I've gotten involved in trying to get an Aussie rescued from a rural Animal Control where I live, and I may be able to transport him on my way to an obedience trial to St. Louis! I'm really excited and hope it works out! This would be my first "real" rescue experience. All I've done prior to this is notify rescues about dogs in my AC and they've done the rescuing.


----------



## lsoilm1936 (Dec 28, 2003)

Watch out! That's how I got started! No turning back! LOL


----------



## skyizzy (Apr 15, 2008)

Yes thats how I got started too. Its a great feeling knowing that you are helping. Next stop fostering!!!LOL!!!!!!!!!!!


----------



## Northern GSDs (Oct 30, 2008)

Good for you! Rescue needs all the help it can get!


----------



## bookjunky4life (Sep 11, 2008)

I know fostering is out of the question as my significant other would never allow it. I have be very careful about the amount of money I would be spending in helping with rescue. Its the 'how can you spend money on X, if you can't help pay more on the house bills' mentality. In this case, I would be going very little out of my way in gas money.


----------



## LadyHawk (Jan 19, 2005)

Yep!!!!! Welcome to the club- don't ever leave your purse in the car....there are always insidious folks here and there. 

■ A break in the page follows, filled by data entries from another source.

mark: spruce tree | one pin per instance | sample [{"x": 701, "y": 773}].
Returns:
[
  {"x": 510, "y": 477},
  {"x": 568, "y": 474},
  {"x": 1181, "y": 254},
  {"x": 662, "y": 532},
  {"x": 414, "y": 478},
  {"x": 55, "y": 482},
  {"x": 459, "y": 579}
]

Good Health to you God Speed and guide your trips. 

If ever you need help Rhode island way give me a shout- I also have friends whom recue other (specific) breeds -


----------



## weber1b (Nov 30, 2008)

Every dollar and minute spent in rescue related activites gets paid back double in the respect and love you get from the animals. (plus God loves a rescuer)


----------



## raysmom (May 22, 2004)

I've been transporting for about 5 years now - it's addicting and very rewarding!









I take photos of everyone that I've transported and occasionally look back at all the animals who would've likely been put down otherwise if not for the rescues, fosters, transporters, etc who helped them out!


----------



## chuckstar158 (Sep 8, 2004)

Welcome to the club! I've been transporting for several years and am totally addicted. It's what I'm able to do... best advice...take a camera!!!


----------



## CindyM (Mar 20, 2007)

he is adorable!


----------



## gshephlvr (Feb 21, 2006)

gee bookjunky I hope this "rescue" experience goes better for the aussie than for the lab... I would never allow you to transport a dog for me never know where it might end up dumped. But hey I can always count on you to feed it first right?

If your boyfriend is so controlling and you are so frightened of him you would do something so heinous perhaps you should either

1. find a new boyfriend
2. don't attempt any rescues


----------



## aubie (Dec 22, 2008)




----------



## wsumner26 (Jan 27, 2006)

I agree gshep.


----------



## lakota757 (Apr 10, 2008)

I agree with gshep too!!


----------